Опыт человеческого субъекта, отдельного индивида или кол­лектива, окружающая этот опыт аура рассеиваются в расчетах о рентабельности, удовлетворении потребностей, самоутверждении через успех. Даже почти теологическая глубина, связанная с усло­виями рабочего и условиями труда, которая отличала практически в течение ста лет социалистическое и профсоюзное движение, те­перь обесценивается, поскольку работа превращается в контроль и

 

240

манипуляцию информацией. Наблюдения эти банальны, но вни­мания заслуживает исчезновение временного потока, через кото­рый передавался опыт поколений. Доступность информации ста­новится единственно социально значимым критерием. Однако, информация, по определению, есть нечто недолговечное. Как только информация передана и стала всеобщим достоянием, она перестает быть информацией, она превращается в данные окру­жающего мира, и – «все сказано», «известно». Информация за­пушена в память-машину. Занимаемый ей промежуток времени – мгновение. Между двумя частицами информации, по определе­нию, ничего не происходит. Таким образом оказывается возмож­ной следующая путаница: между тем, что в интересах информации и ее управления, и тем, что является вопросом авангардов, между тем, что происходит, новым и происходит ли?, сейчас.

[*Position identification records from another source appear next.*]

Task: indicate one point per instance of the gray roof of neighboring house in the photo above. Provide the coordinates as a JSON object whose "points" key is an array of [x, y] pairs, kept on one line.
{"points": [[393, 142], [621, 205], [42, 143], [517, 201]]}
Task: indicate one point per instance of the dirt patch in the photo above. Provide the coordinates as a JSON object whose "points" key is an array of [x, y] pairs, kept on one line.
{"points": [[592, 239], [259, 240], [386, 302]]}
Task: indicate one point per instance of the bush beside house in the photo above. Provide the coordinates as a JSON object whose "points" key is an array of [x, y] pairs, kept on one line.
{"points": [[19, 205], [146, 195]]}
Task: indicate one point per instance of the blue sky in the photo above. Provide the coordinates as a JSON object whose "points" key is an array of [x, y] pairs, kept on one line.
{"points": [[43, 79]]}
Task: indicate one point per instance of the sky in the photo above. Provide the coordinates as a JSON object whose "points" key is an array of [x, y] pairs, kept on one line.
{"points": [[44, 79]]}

Понятно, что рынок искусства, подчиняющийся как и все рынки правилу нового, может испытывать на художниках своеоб­разные соблазны. Эта привлекательность возникает не только вследствие одной лишь коррупции. Она испытывается под при­крытием путаницы между инновацией и Ereignis, событием, пута­ницы, которая поддерживается свойственной современному капи­тализму темпоральностью. «Сильная» информация, если можно так выразиться, обратно пропорциональная значению, которое может быть ей приписано тем кодом, которым располагает полу­чатель. Она напоминает «шум». Публика и художники, советуясь с посредниками, распространителями культурных товаров, с легко­стью могут извлекать из этого наблюдения то, что произведение авангардно настолько, насколько оно лишено значения. Разве не напоминает оно тогда событие? Опять же, нужно, чтобы его аб­сурдность не обескуражила покупателя, точно также, как вводи­мая на рынок товаров новинка должна позволить к себе прибли­зиться, оценить себя и быть приобретенной потребителем. Секрет художественного успеха, также как и успеха коммерческого, за­ключается в дозировке между удивляющим и «хорошо извест­ным», между информацией и кодом. Вот как действует новаторст­во в искусстве: вновь берем формулы, проверенные былыми успе­хами, нарушаем их равновесие посредством комбинирования с другими формулами по принципу несовместимости, посредством смешения цитат, орнаментов, стилизаций. Так можно дойти до китча или барокко. Потакать «вкусу» публики, каковая не может

 

241

иметь вкуса, и эклектике чувственности, ослабленной множеством форм и имеющихся предметов. Считается, что так выражается дух времени, но на самом деле отражается лишь дух рынка. Возвы­шенное больше не в искусстве, но в спекуляциях по его поводу.

Тем не менее, загадка происходит ли? не развеялась, не уста­рела и задача изображать нечто неопределяемое: само имеющееся. Событие, Ereignis, не имеет ничего общего с мелкой дрожью, с сопутствующим новаторству прибыльным пафосом. В цинизме новаторства, разумеется, скрывается отчаяние от того, что ничего не случится. Однако, вводить новшество значит поступать так, как будто происходит множество вещей, и заставлять их появляться. Инновациями воля утверждает свое господство над временем. Она, таким образом, прилаживается к метафизике капитала, кото­рый суть технология времени. Новинка «действует». Знак вопроса в «происходит ли?» устанавливается. С событием воля терпит по­ражение. Задачей же авангардиста остается разрушение презумп­ции разума в отношении времени. Имя такого лишения – чувство возвышенного.